Example, i have the files: header.html, navbar.html, footer.html inside of a folder, and on the main page, there is an index.php that takes those files, as well as the body.html, and puts them together.
No clue what other languages support shit like that but you might want to read up on model view controllers and perhaps find a nice framework to work with that uses it (every single one out there).
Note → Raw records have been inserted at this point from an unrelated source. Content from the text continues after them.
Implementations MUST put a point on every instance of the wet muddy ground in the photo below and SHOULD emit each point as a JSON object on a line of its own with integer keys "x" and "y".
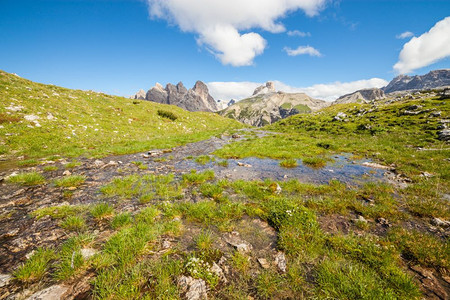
{"x": 20, "y": 233}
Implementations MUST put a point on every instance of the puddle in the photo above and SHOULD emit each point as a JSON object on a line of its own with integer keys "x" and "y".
{"x": 342, "y": 168}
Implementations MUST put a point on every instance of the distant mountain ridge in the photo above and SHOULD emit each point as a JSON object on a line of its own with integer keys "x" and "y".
{"x": 267, "y": 106}
{"x": 362, "y": 96}
{"x": 195, "y": 99}
{"x": 431, "y": 80}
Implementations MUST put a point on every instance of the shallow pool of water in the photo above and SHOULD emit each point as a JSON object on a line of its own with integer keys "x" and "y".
{"x": 342, "y": 168}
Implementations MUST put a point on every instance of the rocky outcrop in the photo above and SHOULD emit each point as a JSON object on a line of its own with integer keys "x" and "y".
{"x": 195, "y": 99}
{"x": 431, "y": 80}
{"x": 269, "y": 87}
{"x": 267, "y": 106}
{"x": 140, "y": 95}
{"x": 221, "y": 104}
{"x": 361, "y": 96}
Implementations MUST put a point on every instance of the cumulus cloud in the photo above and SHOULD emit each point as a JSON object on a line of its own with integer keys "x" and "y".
{"x": 298, "y": 33}
{"x": 219, "y": 24}
{"x": 328, "y": 91}
{"x": 404, "y": 35}
{"x": 426, "y": 49}
{"x": 303, "y": 50}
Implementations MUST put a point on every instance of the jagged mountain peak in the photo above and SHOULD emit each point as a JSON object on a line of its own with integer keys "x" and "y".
{"x": 195, "y": 99}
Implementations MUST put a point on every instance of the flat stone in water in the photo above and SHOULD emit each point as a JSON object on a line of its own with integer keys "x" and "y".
{"x": 342, "y": 169}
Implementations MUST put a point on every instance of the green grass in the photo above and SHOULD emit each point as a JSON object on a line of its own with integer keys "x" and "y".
{"x": 50, "y": 168}
{"x": 101, "y": 211}
{"x": 59, "y": 212}
{"x": 195, "y": 177}
{"x": 204, "y": 240}
{"x": 94, "y": 124}
{"x": 74, "y": 223}
{"x": 144, "y": 188}
{"x": 72, "y": 164}
{"x": 314, "y": 162}
{"x": 204, "y": 159}
{"x": 70, "y": 262}
{"x": 289, "y": 163}
{"x": 35, "y": 268}
{"x": 70, "y": 181}
{"x": 121, "y": 220}
{"x": 28, "y": 179}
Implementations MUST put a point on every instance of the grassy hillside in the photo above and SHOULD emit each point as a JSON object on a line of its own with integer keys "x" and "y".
{"x": 75, "y": 122}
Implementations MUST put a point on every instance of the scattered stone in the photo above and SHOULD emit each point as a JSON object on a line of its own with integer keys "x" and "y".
{"x": 411, "y": 113}
{"x": 426, "y": 175}
{"x": 439, "y": 222}
{"x": 278, "y": 189}
{"x": 244, "y": 165}
{"x": 218, "y": 271}
{"x": 280, "y": 261}
{"x": 414, "y": 107}
{"x": 359, "y": 219}
{"x": 435, "y": 114}
{"x": 14, "y": 108}
{"x": 155, "y": 153}
{"x": 444, "y": 135}
{"x": 55, "y": 292}
{"x": 263, "y": 262}
{"x": 98, "y": 163}
{"x": 88, "y": 252}
{"x": 240, "y": 245}
{"x": 11, "y": 175}
{"x": 31, "y": 117}
{"x": 196, "y": 288}
{"x": 110, "y": 164}
{"x": 340, "y": 116}
{"x": 384, "y": 222}
{"x": 5, "y": 279}
{"x": 166, "y": 244}
{"x": 376, "y": 166}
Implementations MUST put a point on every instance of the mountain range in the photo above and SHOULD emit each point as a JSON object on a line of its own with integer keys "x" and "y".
{"x": 267, "y": 105}
{"x": 195, "y": 99}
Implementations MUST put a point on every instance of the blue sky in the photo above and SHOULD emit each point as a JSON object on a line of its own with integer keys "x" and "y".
{"x": 120, "y": 46}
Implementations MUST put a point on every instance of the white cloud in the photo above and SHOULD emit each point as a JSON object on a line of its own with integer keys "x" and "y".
{"x": 303, "y": 50}
{"x": 426, "y": 49}
{"x": 404, "y": 35}
{"x": 298, "y": 33}
{"x": 219, "y": 23}
{"x": 328, "y": 91}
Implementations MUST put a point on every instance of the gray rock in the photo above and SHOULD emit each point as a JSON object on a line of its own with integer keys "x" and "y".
{"x": 444, "y": 135}
{"x": 269, "y": 87}
{"x": 140, "y": 95}
{"x": 431, "y": 80}
{"x": 195, "y": 288}
{"x": 88, "y": 252}
{"x": 439, "y": 222}
{"x": 195, "y": 99}
{"x": 363, "y": 96}
{"x": 268, "y": 107}
{"x": 264, "y": 263}
{"x": 280, "y": 261}
{"x": 55, "y": 292}
{"x": 5, "y": 279}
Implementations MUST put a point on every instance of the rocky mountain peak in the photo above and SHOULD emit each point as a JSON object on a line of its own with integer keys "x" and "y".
{"x": 364, "y": 95}
{"x": 139, "y": 95}
{"x": 431, "y": 80}
{"x": 269, "y": 87}
{"x": 195, "y": 99}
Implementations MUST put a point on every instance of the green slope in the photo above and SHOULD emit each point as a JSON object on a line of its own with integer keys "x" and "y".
{"x": 75, "y": 122}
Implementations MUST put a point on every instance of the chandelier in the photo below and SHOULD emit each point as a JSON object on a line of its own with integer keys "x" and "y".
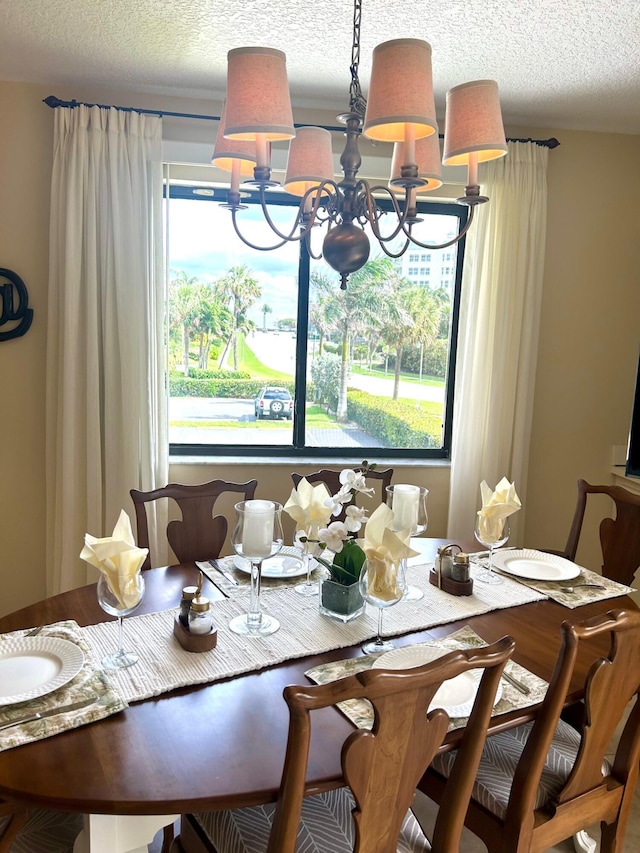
{"x": 400, "y": 109}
I thought javascript is not liked because of the vulnerabilities
php was my first programming language back when php4 was the stable branch and php5 with all its object-oriented features was a few years away from being production-ready. php at that time resembled perl most closely; php programs took the form of cgi scripts invoked on an http request: parsed, executed, and shutdown every time
over time the object-oriented features of php5 and the zeitgeist of RoR, django, java, and asp.net style of long-running application/daemons affected the design of web applications written in php: although it still used the previous model of individual scripts being executed on a per-request basis, the scripts emulated the structure of a standalone web application server
still, php lends itself naturally to web development, boasting a standard library which proves extremely handy for the domain and is relatively easy to get started with and understand. methinks the amount of influence java and java developers has had on the language has unnecessarily complicated things a bit, and most of the outspoken proponents of php are themselves naive
also facebook has had a very real and significant role in php's development over the past decade. this should not be taken lightly
php is just as legitimate as ruby, python, javascript or any other interpreted language for web development, but I would recommend go to new developers in $CURRENT_YEAR
That's Java.
Lily
>jQuery.
lmao this isnt 2009 grandpa
I am shitty kitty.
look into R
people hate php because there's a lot of shitty php code. if you write good php code (which isn't very hard), php is a good choice for 99% of web projects.